The Dutch based NGO Hivos is an international development organisation that aims to contribute, together with local civil society organisations in developing countries, to a free, fair and sustainable world. This objective can for example be achieved by making supply chains more sustainable. Hivos has used true pricing in its campaigns to initiate positive engagements with horticulture companies in Kenya, giving them actionable advice on further improving their financial, social and environmental performance.
In the coming five years, Kenyan rose farms will be susceptible to rising costs of water, materials, energy and labour, international competition and regulations to comply with workers’ rights standards. This is challenging for farms, because current small margins compared to revenues leave little absorption capacity for further cost increases. At the same time, costs can be reduced by investing in innovation, like sea freight, renewable energy and skills training for workers. This is a sticky paradox: the small margins create both a necessity and barrier to invest. How can rose farms overcome this paradox to achieve resilient and sustainable companies in 2020?

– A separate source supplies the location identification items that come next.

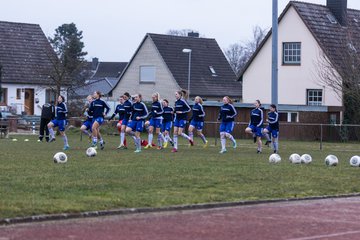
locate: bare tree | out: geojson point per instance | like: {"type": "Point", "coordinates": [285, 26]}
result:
{"type": "Point", "coordinates": [339, 70]}
{"type": "Point", "coordinates": [238, 54]}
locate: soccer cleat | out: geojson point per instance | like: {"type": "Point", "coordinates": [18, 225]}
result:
{"type": "Point", "coordinates": [102, 145]}
{"type": "Point", "coordinates": [223, 151]}
{"type": "Point", "coordinates": [148, 146]}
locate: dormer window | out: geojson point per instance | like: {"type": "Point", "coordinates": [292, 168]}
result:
{"type": "Point", "coordinates": [212, 70]}
{"type": "Point", "coordinates": [331, 18]}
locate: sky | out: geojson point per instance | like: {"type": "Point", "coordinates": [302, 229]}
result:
{"type": "Point", "coordinates": [113, 29]}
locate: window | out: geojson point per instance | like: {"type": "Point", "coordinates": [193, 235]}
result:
{"type": "Point", "coordinates": [314, 97]}
{"type": "Point", "coordinates": [292, 53]}
{"type": "Point", "coordinates": [18, 93]}
{"type": "Point", "coordinates": [3, 96]}
{"type": "Point", "coordinates": [288, 117]}
{"type": "Point", "coordinates": [50, 96]}
{"type": "Point", "coordinates": [147, 73]}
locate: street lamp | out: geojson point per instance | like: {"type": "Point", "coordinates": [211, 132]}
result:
{"type": "Point", "coordinates": [187, 50]}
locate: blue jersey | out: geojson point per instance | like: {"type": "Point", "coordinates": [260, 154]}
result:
{"type": "Point", "coordinates": [128, 109]}
{"type": "Point", "coordinates": [183, 106]}
{"type": "Point", "coordinates": [227, 113]}
{"type": "Point", "coordinates": [139, 109]}
{"type": "Point", "coordinates": [97, 108]}
{"type": "Point", "coordinates": [273, 119]}
{"type": "Point", "coordinates": [198, 112]}
{"type": "Point", "coordinates": [61, 111]}
{"type": "Point", "coordinates": [120, 109]}
{"type": "Point", "coordinates": [156, 110]}
{"type": "Point", "coordinates": [168, 114]}
{"type": "Point", "coordinates": [256, 117]}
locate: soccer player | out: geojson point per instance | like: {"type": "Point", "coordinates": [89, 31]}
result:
{"type": "Point", "coordinates": [181, 110]}
{"type": "Point", "coordinates": [273, 129]}
{"type": "Point", "coordinates": [155, 121]}
{"type": "Point", "coordinates": [87, 124]}
{"type": "Point", "coordinates": [99, 110]}
{"type": "Point", "coordinates": [166, 126]}
{"type": "Point", "coordinates": [256, 124]}
{"type": "Point", "coordinates": [47, 114]}
{"type": "Point", "coordinates": [197, 121]}
{"type": "Point", "coordinates": [59, 121]}
{"type": "Point", "coordinates": [136, 125]}
{"type": "Point", "coordinates": [227, 116]}
{"type": "Point", "coordinates": [120, 109]}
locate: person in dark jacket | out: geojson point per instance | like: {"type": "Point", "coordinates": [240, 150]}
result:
{"type": "Point", "coordinates": [197, 120]}
{"type": "Point", "coordinates": [256, 124]}
{"type": "Point", "coordinates": [59, 121]}
{"type": "Point", "coordinates": [47, 114]}
{"type": "Point", "coordinates": [227, 116]}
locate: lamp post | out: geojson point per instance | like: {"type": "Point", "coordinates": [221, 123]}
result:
{"type": "Point", "coordinates": [187, 50]}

A true price analysis was conducted to identify a business case for sustainable rose farming. The study covered T-hybrid roses of 20 grams from Lake Naivasha, Kenya and compared roses produced at a conventional farm to those produced at a sustainable farm. Mapping the supply chain showed that the retail price of roses produced on both types of farms are on average the same (€0,70). Since roses are mostly sold through the Dutch auction, where it is not so easy to distinguish sustainable from conventional roses, especially with regards to social standards. The true price on the other hand was much lower for the sustainable rose (€0,74) than the conventional rose (€0,92). This difference in true price mainly stemmed from the environmental impact associated with transporting the roses through airfreight and the social impact regarding income.
The results allowed Hivos to identify various projects to reduce environmental or social costs, without reducing the margin (see Figure 18). They could map the costs of each project and their effect on the profit and loss of an average farm. For example, an intervention of training on health and safety would generate about €4.500 profit per hectare while switching to transport by sea would increase profit by €5.000 per hectare. By speaking the language of flower farm owners, the organization could demonstrate how better social standards for horticulture workers and more environmentally friendly growing and transport techniques are financially feasible, without negatively affecting their bottom line.
Some improvements in social standards, such as paying a living wage to workers, were less feasible if farm owners would have to incur all the costs. Based on an economic value chain analysis, Hivos could show how providing a living wage could be possible when a fraction of the costs are borne by wholesale, retail and consumers. This strengthened Hivos’ negotiation position in the process of lobbying for better social and environmental standards.